Did you know that scientists have long theorized that beer has actual medicinal value? Anthropologists found, thousands of years before the 1928 discovery of penicillin, people in ancient Nubia (located in Egypt) were using beer as an antibiotic to treat everything from infected wounds to gum disease. Nubian beer, it was discovered, contained tetracycline, that same tetracycline was found in the mummified bones of the Nubians! So, who needs a flu shot? Just grab a pint of Lost Coast Tangerine Wheat, at least it sounds like it has some vitamin C in it!

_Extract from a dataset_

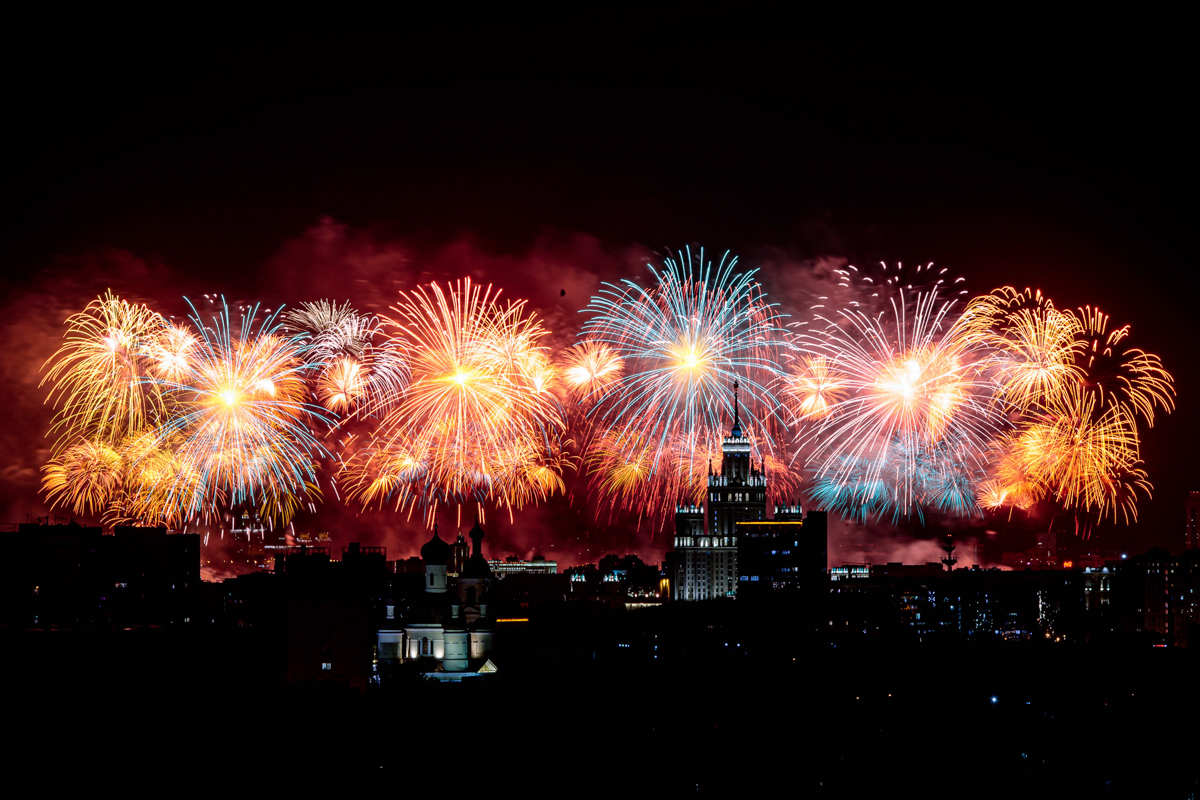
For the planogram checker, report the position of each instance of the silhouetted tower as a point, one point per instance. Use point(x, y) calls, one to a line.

As well as being medicinal in value, I have seen beer bring
people together! As a beer guy and restaurateur; I have seen many different
people pass through my doors. Generally, during the week, you have a bit of an
older crowd coming in. Single people hanging out, married people getting away
for the evening or even the occasional date.; it’s the weekends that come alive
for the dating crowd as they are the easiest to spot. So, having seen my share
of the different types, I can always recognize the potential strains in the
relationships!
On one particular evening, I noted a couple that had quietly
come in, he slightly ahead of her, she behind him, head looking down, eyes
slightly puffy. Let me interject here; what is it about a couple (married or
not) that makes them soldier on through an issue even when they clearly should
have gone home or somewhere less public to work it out? I never understood that.
Ok, back to the story.
They took a seat towards the rear of the restaurant where we have a table
for four tucked away in the corner, just opposite of the entrance wall. They
sat across from each other, but barely looked at each other.

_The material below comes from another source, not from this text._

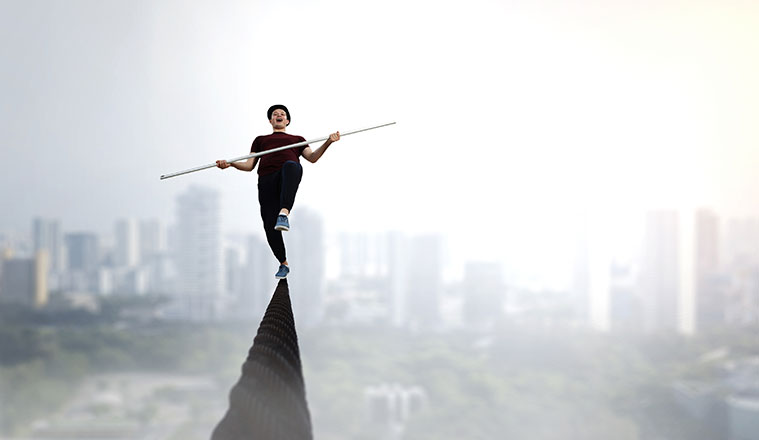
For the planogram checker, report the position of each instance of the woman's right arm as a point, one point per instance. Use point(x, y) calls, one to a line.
point(248, 165)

They sit there, quietly, not looking at each other, until
one of our servers, (Lets call her Sally), approaches them. Quickly looking through
their menus they place an order and then go back to looking down. No drink
order I noticed, so, being the curious, owner that I am, I walk to the table, introduce
myself and ask if they have been taken care of yet, and if so, what they are drinking.

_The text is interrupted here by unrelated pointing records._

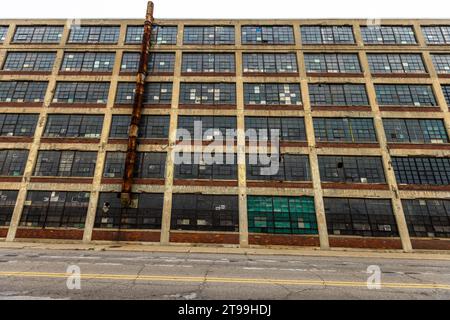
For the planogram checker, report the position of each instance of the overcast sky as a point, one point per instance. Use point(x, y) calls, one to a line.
point(227, 9)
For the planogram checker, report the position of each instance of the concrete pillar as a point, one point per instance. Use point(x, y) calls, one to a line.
point(168, 190)
point(241, 149)
point(101, 155)
point(34, 149)
point(386, 157)
point(313, 158)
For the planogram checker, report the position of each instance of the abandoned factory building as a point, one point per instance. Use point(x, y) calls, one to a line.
point(362, 111)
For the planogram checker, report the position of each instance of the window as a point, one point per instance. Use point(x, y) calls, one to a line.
point(291, 168)
point(130, 62)
point(220, 125)
point(198, 169)
point(436, 34)
point(7, 205)
point(351, 169)
point(65, 164)
point(94, 34)
point(3, 32)
point(270, 62)
point(205, 213)
point(38, 34)
point(422, 170)
point(29, 61)
point(134, 35)
point(446, 90)
point(327, 35)
point(151, 165)
point(272, 94)
point(18, 125)
point(208, 93)
point(209, 35)
point(148, 165)
point(151, 127)
point(46, 209)
point(73, 126)
point(281, 215)
point(323, 94)
point(415, 130)
point(22, 91)
point(88, 62)
point(396, 63)
point(388, 35)
point(332, 63)
point(146, 213)
point(160, 35)
point(155, 93)
point(12, 162)
point(344, 130)
point(290, 129)
point(360, 217)
point(81, 92)
point(427, 218)
point(164, 35)
point(441, 63)
point(158, 62)
point(268, 35)
point(405, 95)
point(115, 165)
point(161, 63)
point(208, 63)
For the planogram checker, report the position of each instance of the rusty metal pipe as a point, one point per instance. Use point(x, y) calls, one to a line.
point(128, 179)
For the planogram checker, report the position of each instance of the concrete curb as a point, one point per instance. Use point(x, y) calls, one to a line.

Both look at me, a little dazed and not really understanding
what I was asking. So I turn to the puffy eyed lady and say, ‘You look like a Two Hearted Ale kind
of girl!’
‘Really?’ she asks, ‘Why do you think that?’
‘Well,’ I respond, ‘If your heart is as big as those blue
eyes, then you fit the Two
Hearted Ale perfectly!’ Then leaning over to her husband I say, ‘Wouldn’t
you agree those beautiful eyes are worth a Two Hearted Ale?’
Looking up, a little cofused, he stares into his wife’s eyes
and when he does I see his look soften and a smile begin to emerge. She
responds with a soft smile as her cheeks begin to redden; obviously that is a
look she enjoys! ‘I absolutely agree!’ he responds!
‘Then it’s settled! A Two Hearted Ale for
your lovely bride!’ And as I am walking away to alert Sally of the order, the husband
asks:
‘What about for me?’
‘Well, if I know my situations, I would say a Stone Arrogant Bastard!
Wouldn’t you?’
He smiles, she laughs, he winks and says: ‘Most certainly!’
Ah! The medicinal quality and marriage saving traits of
beer! And not too shabby for this old Hops Peddler either!